Palavras-chave: Ubuntu como princípio constitucional. Ubuntu como um parâmetro de justiça. Globalização da democracia liberal. Comunitarismo africano.

 

Introdução

A dimensão política, social e jurídica pós-colonial dos Estados africanos é marcada por combinações de princípios locais indígenas e outros fragmentos axiológicos importados do modelo da democracia liberal europeia, baseado no individualismo da vida política e social do Homem, que propõe uma razão da vida parcialmente antagônica aos costumes ou valores político-sociais da África, a qual possui uma historicidade baseada no comunitarismo relacional, representando a espinha nevrálgica das sociedades africanas que compartilham a filosofia Ubuntu, na qual a valorização da comunidade ou do coletivo se sobrepõe ao indivíduo, ou seja, enfatiza-se em primeiro lugar o bem comum, que pretere o interesse individual em benefício da coletividade. A compreensão comunitária da vida não está imune às críticas, que podem ser deduzidas à luz das ideias da democracia liberal, a qual concebe um indivíduo como ser autônomo.

Em um contexto de recrudescimento global do capitalismo e neoliberalismo, torna-se difícil estabelecer dicotomias puras de regimes comunitaristas ou liberais, sendo que a pós-modernidade propõe uma estrutura mais voltada para políticas que maximizam a individualidade do Homem e, por conseguinte, a difusão de ideários que mercantiliza a relação social para um parâmetro puramente econômico e egocêntrico; nesse contexto, as Constituições africanas, para além de conter diversos axiomas, fruto da colonização europeia, também passam a incorporar princípios políticos e constitucionais extraídos das imposições das globalizações atuais.

Por outro ângulo, vislumbra-se nitidamente uma fraca preocupação dos Estados africanos em introduzir legislativamente os costumes, as dimensões filosóficas e as normativas pré-coloniais dos povos africanos, os quais pregam a comunitariedade da vida, isto é, uma ideologia normativa pautada na partilha existencial ou ontológica vai repercutir materialmente nas interações humanas daqueles povos.

Neste trabalho, ressalta-se a importância jus-filosófica do Ubuntu, enquanto um princípio de natureza político-constitucional de matriz comunitária, ainda que essa filosofia seja majoritariamente discutida no campo da filosofia política africana, enraizada na cultura banta; contudo, há uma importância de se invocar o Ubuntu para um debate jurídico-constitucional, pelo menos nos Estados africanos pós-coloniais, dada a sua importância ético-normativa.
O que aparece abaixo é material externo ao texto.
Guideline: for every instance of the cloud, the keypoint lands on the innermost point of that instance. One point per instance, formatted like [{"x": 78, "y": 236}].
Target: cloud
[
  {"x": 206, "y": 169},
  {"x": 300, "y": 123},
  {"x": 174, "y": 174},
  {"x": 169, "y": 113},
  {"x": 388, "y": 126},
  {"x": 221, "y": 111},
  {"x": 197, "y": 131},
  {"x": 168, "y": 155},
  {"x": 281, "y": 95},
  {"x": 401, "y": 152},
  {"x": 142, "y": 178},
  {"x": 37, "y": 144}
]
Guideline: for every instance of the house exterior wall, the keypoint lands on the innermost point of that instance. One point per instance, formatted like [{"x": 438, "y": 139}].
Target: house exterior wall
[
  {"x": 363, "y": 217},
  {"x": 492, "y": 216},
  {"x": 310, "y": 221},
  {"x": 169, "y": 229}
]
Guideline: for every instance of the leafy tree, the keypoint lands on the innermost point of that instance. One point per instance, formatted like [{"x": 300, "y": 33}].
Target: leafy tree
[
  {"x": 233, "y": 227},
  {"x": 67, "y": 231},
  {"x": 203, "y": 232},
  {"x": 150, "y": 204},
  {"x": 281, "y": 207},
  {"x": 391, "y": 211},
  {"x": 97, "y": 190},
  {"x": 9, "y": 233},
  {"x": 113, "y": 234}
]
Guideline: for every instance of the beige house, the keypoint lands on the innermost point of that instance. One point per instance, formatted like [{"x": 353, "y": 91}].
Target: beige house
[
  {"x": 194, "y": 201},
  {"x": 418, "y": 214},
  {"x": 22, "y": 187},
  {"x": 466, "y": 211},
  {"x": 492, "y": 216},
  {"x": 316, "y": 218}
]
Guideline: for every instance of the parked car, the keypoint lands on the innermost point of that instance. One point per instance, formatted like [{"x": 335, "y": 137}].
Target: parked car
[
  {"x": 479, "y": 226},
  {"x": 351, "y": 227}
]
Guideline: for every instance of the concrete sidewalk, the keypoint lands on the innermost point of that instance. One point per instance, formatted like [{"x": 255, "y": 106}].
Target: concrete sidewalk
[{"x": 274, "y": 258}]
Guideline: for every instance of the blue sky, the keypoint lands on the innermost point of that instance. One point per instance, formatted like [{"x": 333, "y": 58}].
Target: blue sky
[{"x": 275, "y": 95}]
E, neste cerne de ideias, o objetivo do presente artigo é propor a constitucionalização do Ubuntu como um princípio de natureza jurídica, capaz de responder a diversas demandas sociais, econômicas e políticas atravessadas no continente africano, tendo em conta que Ubuntu é concebido como uma maneira de vida que orienta os indivíduos inseridos nas sociedades africanas. Nesse sentido, cabe-nos a tarefa de resgatar e ressignificar a dimensão ontológica e teórica do Ubuntu, para uma concepção deontológica, assumindo a categoria de um princípio constitucional aberto, equiparado à dignidade humana e aos demais princípios, visando a constituir-se um fundamento dos Estados africanos, podendo ser útil no âmbito de questões hermenêuticas e argumentação jurídica. Não obstante, urge conferir ao mesmo princípio uma posição barométrica da moralidade pública, nos Estados africanos, ao invés de uma versão única derivada dos parâmetros unidimensionais de justiça, calcada no constitucionalismo liberal.

Para lograr os objetivos pretendidos, a pesquisa será baseada na revisão bibliográfica de natureza qualitativa. coadunada a uma abordagem interdisciplinar inerente à política e à sociologia. Ademais, será necessário desenvolver o trabalho através de uma discussão crítica pautada na dogmática jurídica, como mecanismo de recepcionar as abordagens ético-filosóficas propostas pelo Ubuntu.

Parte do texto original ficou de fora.